I hope everyone got a chance to read Heather’s awesome blog on employee engagement yesterday. It’s a topic that has been much on my mind the last two weeks (it is a current research topic for me). As Heather mentioned, there is a huge employee disengagement problem going on right now and it has had a profound financial impact on organizations. Even worse, disengagement tends to erode morale, negatively impact team dynamics, and threaten innovation.
In my research on this topic, I frequently find references to the book Drive: The Surprising Truth About What Motivates Us by Daniel Pink. Drive looks at what motivates us to be high performers and achievers; it isn’t what you’d think. According to the sociological experiments cited in the book, higher pay isn’t the great motivator it is thought to be. In fact, for tasks that demanded a higher level of cognitive skill, higher pay produced a poorer performance. Who knew??
Pink lists basic things we need: autonomy, mastery, and purpose. Whether at home or at work, we need these things to stay motivated—to feel in control of our own lives, to create and learn new things, and to feel that we are making a difference in the world.
I was struck by this passage:
“The most successful people, the evidence shows, often aren’t directly pursuing conventional notions of success. They’re working hard and persisting through difficulties because of their internal desire to control their lives, learn about the world, and accomplish something that endures.”
This is a spot-on assessment, at least in my experience. Have you known people who were never satisfied for long with any job, even jobs that provided many opportunities for professional growth and development, even if they liked the job and their co-workers, and even if they had a decent salary, because they wanted, but didn’t necessarily need, a higher salary? For many of us, money is the only measure of success and we think it is what we need to be happy. I’ve known people to go from job to job in search of ever more money because that was the only need they focused on, at the expense of their other needs. No matter how much we feel our skills are worth, sometimes a job that meets those three basic needs Pink mentions is where we will be the happiest, most productive, and most engaged, and where we will find the type of contentment that money can’t buy.

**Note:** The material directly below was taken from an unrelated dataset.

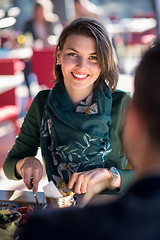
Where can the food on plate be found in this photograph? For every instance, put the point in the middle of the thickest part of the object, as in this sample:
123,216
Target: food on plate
25,212
8,223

This being said, I will freely admit that the need for autonomy is sometimes the most difficult need to meet. I have spent the last decade and a half working in libraries—a field that offers many opportunities to learn and endless intellectual rewards but few financial ones (I know you thought librarians were in it for the money, right??). What made me stay in those jobs where I barely made enough to cover rent was my dedication to the overall mission of libraries and my desire to make a difference in the lives of others. However, I have had to turn down a few jobs that I felt I would have loved because they didn’t pay the minimum I needed to support myself. This almost certainly would have ended up making me not love those jobs eventually. Being adequately compensated is a must before you can focus on your other needs.
Mastery and purpose come more easily if a) you are compensated with what you need to take care of yourself and your family and b) you have a leader who will help you meet these needs by providing opportunities for growth and learning and who will instill a real sense of the organization’s mission. These needs have been easier for me to meet, typically. Even in jobs I didn’t like, I still felt driven to acquire and master new skills and was always driven to do the work in a way that would cause me no regrets down the road. My purpose in any job is always tied to my own personal goals of doing my best and learning new things, whenever possible. But with bad leadership, it’s difficult to maintain a high level of engagement, no matter your personal work ethic because your basic needs won’t be met. If you have a leader who can help you align your personal goals with the overall mission of the organization, as well as encourage you to hone your skills, you’ll find yourself not only engaged at a high level, but performing at a high level.